Mas ele não escutou. O orgulho cegou ele e ele expulsou ela no meio da noite, de pijama e sem um centavo.
O barulho da buzina de uma carreta acordou ele dos pensamentos. Layla tirou uma nota de 200 reais e jogou pela janela com desprezo:
— "Toma... Compra leite pras crianças".
O dinheiro caiu na poeira aos pés de Hana. Ela olhou pro dinheiro por um segundo, depois levantou os olhos pra Saif de novo. Não tinha ódio nos olhos dela, tinha uma "pena" que doÃa no coração. Ela cobriu a cabeça das crianças com o xale pra proteger da poeira, pegou o saco dela e continuou andando em silêncio, sem falar uma palavra.

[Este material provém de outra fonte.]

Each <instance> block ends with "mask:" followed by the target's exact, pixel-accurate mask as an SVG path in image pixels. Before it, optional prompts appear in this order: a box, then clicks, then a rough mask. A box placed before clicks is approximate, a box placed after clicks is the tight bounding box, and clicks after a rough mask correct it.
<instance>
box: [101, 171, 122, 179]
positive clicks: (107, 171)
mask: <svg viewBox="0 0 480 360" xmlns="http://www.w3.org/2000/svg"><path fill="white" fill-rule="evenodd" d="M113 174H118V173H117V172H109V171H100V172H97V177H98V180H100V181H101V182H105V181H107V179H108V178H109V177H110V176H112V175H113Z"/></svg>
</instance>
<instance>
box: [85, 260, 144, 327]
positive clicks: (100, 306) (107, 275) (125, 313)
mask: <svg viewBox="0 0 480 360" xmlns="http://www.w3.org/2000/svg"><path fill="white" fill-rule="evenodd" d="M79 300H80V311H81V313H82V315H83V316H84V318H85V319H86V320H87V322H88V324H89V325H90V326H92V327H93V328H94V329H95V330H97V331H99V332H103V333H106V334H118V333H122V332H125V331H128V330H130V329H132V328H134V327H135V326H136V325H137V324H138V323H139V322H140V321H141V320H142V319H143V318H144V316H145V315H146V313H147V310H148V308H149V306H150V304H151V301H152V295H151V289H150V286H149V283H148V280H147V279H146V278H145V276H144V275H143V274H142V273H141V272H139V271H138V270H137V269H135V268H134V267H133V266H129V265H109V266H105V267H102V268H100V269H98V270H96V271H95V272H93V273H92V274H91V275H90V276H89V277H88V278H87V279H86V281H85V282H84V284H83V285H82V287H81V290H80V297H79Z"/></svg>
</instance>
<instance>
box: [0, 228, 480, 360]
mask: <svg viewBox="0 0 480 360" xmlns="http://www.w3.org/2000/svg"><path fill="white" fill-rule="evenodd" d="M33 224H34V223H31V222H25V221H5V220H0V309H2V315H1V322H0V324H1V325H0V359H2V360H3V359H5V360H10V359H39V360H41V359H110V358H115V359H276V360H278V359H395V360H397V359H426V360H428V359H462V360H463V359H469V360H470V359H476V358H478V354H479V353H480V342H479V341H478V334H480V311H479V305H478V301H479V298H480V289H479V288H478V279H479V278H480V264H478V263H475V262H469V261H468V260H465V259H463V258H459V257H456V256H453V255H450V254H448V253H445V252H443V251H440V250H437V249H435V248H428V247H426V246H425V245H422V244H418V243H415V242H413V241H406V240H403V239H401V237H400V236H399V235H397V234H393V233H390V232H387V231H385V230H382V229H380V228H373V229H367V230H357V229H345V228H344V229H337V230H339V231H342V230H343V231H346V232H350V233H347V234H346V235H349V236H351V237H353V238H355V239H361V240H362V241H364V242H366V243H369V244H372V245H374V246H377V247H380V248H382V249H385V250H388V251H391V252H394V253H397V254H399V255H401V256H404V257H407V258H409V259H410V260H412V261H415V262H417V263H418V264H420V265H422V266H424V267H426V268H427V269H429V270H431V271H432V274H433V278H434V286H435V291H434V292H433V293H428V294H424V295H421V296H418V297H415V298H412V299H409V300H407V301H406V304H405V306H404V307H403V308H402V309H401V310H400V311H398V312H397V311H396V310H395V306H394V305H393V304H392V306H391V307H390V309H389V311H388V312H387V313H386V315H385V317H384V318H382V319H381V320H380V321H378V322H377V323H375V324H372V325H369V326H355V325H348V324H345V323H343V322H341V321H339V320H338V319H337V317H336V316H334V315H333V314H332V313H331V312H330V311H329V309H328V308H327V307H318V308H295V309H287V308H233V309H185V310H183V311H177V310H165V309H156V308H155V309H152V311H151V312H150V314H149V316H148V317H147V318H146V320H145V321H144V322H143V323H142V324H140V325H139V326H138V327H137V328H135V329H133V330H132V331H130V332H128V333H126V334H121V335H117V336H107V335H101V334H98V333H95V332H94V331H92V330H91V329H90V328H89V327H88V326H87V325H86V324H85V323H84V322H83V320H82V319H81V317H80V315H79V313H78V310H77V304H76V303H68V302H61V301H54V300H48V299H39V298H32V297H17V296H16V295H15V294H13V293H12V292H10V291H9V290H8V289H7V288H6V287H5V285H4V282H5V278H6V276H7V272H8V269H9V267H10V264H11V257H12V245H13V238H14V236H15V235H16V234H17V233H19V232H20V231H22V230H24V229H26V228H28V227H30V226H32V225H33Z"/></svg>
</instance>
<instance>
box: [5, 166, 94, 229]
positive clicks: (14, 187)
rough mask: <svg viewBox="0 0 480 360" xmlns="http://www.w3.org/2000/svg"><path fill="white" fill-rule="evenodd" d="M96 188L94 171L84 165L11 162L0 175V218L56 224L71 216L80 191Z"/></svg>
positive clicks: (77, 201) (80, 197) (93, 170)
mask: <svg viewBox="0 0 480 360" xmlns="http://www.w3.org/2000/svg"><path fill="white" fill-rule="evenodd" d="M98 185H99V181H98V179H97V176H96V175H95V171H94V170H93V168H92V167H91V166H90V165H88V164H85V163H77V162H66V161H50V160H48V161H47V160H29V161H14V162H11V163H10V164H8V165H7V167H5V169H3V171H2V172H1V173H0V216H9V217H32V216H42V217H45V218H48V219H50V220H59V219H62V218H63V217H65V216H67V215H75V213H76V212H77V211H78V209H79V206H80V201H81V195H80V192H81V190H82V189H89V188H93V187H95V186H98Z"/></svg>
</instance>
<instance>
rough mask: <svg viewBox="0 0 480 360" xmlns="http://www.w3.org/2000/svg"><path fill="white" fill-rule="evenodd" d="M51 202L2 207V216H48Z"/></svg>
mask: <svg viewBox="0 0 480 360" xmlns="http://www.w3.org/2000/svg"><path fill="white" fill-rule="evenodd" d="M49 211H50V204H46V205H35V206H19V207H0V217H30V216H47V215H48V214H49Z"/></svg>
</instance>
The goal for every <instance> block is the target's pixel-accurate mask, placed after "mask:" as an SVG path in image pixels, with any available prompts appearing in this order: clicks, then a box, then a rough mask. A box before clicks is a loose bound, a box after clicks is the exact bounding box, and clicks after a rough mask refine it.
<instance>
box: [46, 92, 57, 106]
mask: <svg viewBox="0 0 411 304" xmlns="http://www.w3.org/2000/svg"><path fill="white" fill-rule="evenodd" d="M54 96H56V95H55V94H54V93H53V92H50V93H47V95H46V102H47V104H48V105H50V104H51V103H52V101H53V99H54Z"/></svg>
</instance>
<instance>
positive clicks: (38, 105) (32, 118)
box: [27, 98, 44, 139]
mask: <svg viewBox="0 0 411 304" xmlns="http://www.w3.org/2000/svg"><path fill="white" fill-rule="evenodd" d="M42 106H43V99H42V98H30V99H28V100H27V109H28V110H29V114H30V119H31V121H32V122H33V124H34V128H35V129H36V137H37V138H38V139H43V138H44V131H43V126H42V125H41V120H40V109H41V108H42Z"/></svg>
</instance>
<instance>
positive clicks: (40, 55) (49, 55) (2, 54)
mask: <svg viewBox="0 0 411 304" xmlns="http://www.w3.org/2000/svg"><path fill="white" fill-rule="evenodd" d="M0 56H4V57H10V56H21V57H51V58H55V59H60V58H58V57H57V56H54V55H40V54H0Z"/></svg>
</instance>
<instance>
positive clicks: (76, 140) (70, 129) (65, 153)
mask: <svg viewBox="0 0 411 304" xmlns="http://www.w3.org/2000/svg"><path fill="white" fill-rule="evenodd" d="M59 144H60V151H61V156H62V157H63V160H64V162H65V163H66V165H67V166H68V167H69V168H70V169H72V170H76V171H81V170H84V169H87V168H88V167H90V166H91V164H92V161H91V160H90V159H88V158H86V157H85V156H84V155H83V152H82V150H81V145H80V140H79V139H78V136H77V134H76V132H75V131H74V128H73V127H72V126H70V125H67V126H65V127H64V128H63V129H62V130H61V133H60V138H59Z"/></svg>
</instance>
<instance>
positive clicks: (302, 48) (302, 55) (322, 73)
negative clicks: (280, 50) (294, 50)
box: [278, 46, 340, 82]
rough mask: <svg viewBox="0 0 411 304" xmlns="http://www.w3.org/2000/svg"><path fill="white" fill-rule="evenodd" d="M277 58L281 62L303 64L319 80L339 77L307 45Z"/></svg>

Saif sentiu que a alma dele tava sendo arrancada. Ele queria descer, se jogar aos pés dela e pedir perdão, mas a Layla tava do lado dele fazendo drama. Naquela hora ele entendeu uma coisa: se enfrentasse a Layla agora sem prova, ia perder qualquer caminho pra verdade.
Ele pisou no acelerador e foi embora, mas vendo a silhueta de Hana diminuindo no retrovisor, ele jurou que ia revirar o mundo pra descobrir o que realmente aconteceu.
Deixou a Layla num "shopping" grande e correu pra empresa dele. Se trancou no escritório e ligou pra um ex-comandante que trabalhava como "detetive particular". Mandou ele seguir cada passo da Hana, descobrir de quem eram aquelas crianças, e reabrir o processo de divórcio do zero.